The goods and services for the mark are “Domain name registration services; registration of domain names for identification of users on a global computer network.”
The USPTO does not grant trademarks for top level domain names, so I’m not sure what Vox Populi hopes to accomplish with this application.
Vox Populi also recently applied for a trademark for “How Do You Really Feel?”
Scripps Networks Interactive, through its top level domain name company Lifestyle Domain Holdings, recently applied for three trademarks related to its new top level domains: Living, Lifesytle and Vana.
“The USPTO does not grant trademarks for top level domain names…” FOR domain registration services per se.
First, the USPTO is not in the business of “granting trademarks”. The USPTO is in the business of conferring federal registration of trademarks. Trademarks are established by use of a distinctive term in commerce on or in connection with goods/services so-marked.
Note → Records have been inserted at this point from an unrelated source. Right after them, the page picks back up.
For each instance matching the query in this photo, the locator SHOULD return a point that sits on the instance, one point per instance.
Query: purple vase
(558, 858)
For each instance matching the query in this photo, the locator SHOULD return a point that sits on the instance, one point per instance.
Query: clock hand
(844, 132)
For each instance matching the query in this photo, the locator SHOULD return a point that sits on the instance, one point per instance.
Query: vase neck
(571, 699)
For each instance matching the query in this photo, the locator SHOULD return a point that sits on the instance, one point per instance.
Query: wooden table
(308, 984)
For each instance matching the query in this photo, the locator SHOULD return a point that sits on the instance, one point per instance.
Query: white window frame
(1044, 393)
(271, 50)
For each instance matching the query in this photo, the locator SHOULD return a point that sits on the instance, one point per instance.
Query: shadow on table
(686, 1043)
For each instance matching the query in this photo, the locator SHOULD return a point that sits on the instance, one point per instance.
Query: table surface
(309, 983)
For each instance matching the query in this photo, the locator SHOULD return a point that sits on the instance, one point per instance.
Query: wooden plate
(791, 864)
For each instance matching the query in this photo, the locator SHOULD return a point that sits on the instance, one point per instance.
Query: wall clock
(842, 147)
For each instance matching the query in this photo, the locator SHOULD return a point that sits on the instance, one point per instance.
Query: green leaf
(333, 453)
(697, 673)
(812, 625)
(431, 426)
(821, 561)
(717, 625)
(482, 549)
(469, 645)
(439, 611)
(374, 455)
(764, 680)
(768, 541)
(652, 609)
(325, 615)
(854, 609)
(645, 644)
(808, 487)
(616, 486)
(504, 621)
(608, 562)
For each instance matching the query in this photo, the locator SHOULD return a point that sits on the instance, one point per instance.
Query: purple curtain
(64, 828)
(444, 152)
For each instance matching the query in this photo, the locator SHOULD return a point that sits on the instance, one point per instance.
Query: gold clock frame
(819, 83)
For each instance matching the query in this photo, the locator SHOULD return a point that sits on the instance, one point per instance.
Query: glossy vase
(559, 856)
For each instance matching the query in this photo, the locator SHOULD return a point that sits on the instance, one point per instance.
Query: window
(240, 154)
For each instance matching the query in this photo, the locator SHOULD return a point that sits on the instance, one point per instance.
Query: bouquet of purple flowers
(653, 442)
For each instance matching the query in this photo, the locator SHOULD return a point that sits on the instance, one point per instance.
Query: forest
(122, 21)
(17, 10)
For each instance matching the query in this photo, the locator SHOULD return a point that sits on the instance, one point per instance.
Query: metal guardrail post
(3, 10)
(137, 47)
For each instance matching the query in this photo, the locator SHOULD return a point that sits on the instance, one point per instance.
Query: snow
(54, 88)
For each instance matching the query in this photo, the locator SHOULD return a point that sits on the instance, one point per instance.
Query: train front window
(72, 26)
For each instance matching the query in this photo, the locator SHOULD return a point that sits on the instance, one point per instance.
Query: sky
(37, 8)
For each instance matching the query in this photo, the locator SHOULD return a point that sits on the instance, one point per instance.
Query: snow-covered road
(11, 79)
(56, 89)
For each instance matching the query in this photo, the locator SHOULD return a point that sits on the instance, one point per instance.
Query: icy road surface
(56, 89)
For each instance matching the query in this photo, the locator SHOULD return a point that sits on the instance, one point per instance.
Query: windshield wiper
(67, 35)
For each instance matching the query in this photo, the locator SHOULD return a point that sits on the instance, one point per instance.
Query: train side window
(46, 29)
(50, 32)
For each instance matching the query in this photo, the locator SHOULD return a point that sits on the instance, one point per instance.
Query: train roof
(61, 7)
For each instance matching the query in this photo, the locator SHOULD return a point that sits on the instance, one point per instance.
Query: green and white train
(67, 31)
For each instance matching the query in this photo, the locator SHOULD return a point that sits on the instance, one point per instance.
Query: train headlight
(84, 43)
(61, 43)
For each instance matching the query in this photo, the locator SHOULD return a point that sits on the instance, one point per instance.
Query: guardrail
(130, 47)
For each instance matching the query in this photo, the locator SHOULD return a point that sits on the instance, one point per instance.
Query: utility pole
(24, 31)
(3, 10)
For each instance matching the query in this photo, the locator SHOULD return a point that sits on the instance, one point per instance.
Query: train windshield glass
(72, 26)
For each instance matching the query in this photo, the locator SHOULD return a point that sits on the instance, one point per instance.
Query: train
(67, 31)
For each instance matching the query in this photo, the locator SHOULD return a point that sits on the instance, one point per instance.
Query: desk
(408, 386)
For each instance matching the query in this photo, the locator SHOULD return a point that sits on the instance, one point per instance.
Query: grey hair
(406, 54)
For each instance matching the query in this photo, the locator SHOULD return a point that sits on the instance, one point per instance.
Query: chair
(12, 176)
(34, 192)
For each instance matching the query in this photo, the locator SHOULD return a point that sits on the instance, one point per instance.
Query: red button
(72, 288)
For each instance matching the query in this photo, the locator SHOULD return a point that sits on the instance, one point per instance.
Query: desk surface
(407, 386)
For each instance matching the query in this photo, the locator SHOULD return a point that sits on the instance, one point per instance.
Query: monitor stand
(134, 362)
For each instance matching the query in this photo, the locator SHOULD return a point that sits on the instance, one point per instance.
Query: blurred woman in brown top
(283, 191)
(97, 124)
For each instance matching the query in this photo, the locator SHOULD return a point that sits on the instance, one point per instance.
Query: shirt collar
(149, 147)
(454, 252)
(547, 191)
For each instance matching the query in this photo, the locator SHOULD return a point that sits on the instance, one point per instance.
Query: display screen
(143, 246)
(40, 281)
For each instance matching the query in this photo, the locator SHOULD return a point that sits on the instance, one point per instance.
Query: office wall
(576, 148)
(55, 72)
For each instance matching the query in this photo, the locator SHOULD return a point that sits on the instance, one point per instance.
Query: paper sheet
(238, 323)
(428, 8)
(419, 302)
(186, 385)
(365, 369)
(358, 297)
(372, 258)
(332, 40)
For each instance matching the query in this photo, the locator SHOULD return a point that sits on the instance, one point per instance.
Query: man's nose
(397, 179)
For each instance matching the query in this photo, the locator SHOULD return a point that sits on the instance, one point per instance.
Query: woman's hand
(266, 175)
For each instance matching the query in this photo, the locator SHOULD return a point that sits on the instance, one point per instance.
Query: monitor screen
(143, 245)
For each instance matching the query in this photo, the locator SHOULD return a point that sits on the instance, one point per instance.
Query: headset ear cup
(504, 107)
Secondly, the USPTO does not register trademarks for strings or characters or symbols in a vacuum. It makes no sense to talk about what the USPTO “does not register” absent the goods or services for which the mark cannot be registered. Can “.example” be registered as a brand of domain registration services? No. Can it be registered as a brand of cat food? Yes.
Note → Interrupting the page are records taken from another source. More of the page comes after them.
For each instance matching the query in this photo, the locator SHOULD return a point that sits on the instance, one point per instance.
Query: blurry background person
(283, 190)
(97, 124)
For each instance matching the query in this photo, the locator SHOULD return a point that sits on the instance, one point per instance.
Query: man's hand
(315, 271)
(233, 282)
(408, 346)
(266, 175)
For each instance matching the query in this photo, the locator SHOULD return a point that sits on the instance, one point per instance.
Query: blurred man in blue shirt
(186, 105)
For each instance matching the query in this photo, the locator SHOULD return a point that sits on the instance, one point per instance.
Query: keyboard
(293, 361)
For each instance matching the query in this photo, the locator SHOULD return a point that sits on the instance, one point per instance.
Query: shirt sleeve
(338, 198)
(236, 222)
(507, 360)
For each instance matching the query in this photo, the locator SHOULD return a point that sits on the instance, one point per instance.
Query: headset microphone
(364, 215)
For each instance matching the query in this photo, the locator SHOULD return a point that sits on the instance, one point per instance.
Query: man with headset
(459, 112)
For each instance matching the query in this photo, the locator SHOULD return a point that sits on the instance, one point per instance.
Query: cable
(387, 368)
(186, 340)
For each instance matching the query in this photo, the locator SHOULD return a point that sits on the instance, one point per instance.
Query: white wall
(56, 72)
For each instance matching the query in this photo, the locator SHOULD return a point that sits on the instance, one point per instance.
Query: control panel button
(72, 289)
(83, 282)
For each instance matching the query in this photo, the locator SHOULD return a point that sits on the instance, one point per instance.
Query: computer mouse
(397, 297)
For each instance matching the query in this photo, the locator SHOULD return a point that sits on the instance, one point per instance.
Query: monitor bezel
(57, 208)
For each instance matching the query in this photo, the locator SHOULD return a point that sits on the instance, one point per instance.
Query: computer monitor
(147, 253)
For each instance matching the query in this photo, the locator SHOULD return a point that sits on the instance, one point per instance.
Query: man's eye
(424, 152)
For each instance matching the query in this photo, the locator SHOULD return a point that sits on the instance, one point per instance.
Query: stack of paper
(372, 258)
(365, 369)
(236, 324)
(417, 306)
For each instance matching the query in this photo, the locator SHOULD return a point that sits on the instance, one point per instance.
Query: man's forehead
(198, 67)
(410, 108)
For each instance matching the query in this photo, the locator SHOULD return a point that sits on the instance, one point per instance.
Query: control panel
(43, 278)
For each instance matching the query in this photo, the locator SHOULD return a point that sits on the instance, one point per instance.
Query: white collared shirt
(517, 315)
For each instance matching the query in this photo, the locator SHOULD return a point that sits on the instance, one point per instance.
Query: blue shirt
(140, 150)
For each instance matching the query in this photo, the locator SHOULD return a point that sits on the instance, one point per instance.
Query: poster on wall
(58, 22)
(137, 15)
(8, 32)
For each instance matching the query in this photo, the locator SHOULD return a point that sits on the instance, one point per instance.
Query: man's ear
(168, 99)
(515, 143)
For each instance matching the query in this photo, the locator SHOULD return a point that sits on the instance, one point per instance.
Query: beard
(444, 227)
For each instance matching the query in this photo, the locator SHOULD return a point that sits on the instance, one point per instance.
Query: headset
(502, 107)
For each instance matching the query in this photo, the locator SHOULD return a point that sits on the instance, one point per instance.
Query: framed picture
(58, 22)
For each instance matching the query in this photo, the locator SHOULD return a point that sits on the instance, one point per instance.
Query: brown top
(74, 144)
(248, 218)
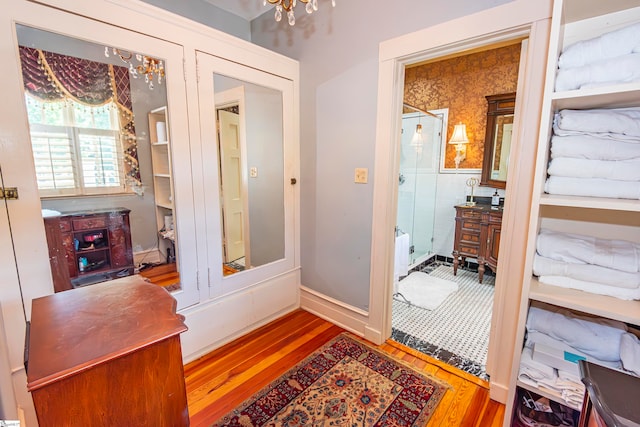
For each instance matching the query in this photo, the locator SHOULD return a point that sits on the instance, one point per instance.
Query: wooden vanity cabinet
(477, 236)
(107, 354)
OK, for what Vox Populi wants this trademark for, the USPTO does not register trademarks.
Yep.
The USPTO is littered with these things, and they issue the same refusal every time…
86250345 .LUXURY
86098054 .GOP
85668880 .ART
85578367 .SHOP
85463049 .MED
85463040 .LAW
85440185 .ONLINE
85433495 .WEDDING
85409200 .FRANCHISE
85388986 .MAIL
85371597 .AUTO
85371547 .FOOD
85367334 .STORE
All refused, all for the same reason.
Now you will occasionally find either figurative registered marks which include the TLD as a textual component, or you will find “TLD string” marks for services other than domain registration per se.
For some TLD’s where the domain registration is incident to membership in an organization or adherence to certain standards, a certification mark or collective membership mark might fly. Also, cases where the TLD is already a brand for something else, and registration is controlled by the brand holder (e.g. .BMW), are a different kettle of fish.
But, as always, the entire point of offering domain registration services in a TLD is not to use the TLD string to identify one’s goods/services, but to allow *others* (i.e. the domain registrants) to use the TLD string however they’d like to use it. That’s why I can’t figure out why so many so-called IP attorneys keep doing this over and over to the same foregone conclusion. It is kind of silly to claim rights in a “mark” when the entire point of it is to let others use it on an unrestricted basis.
I left the domain name industry when this .sucks crap got up, this is an immoral blight on the industry IMHO and it doesn’t surprise me one bit these low life’s at Voxpopuli are trying to trademark it, people should avoid dealing with this corrupt company.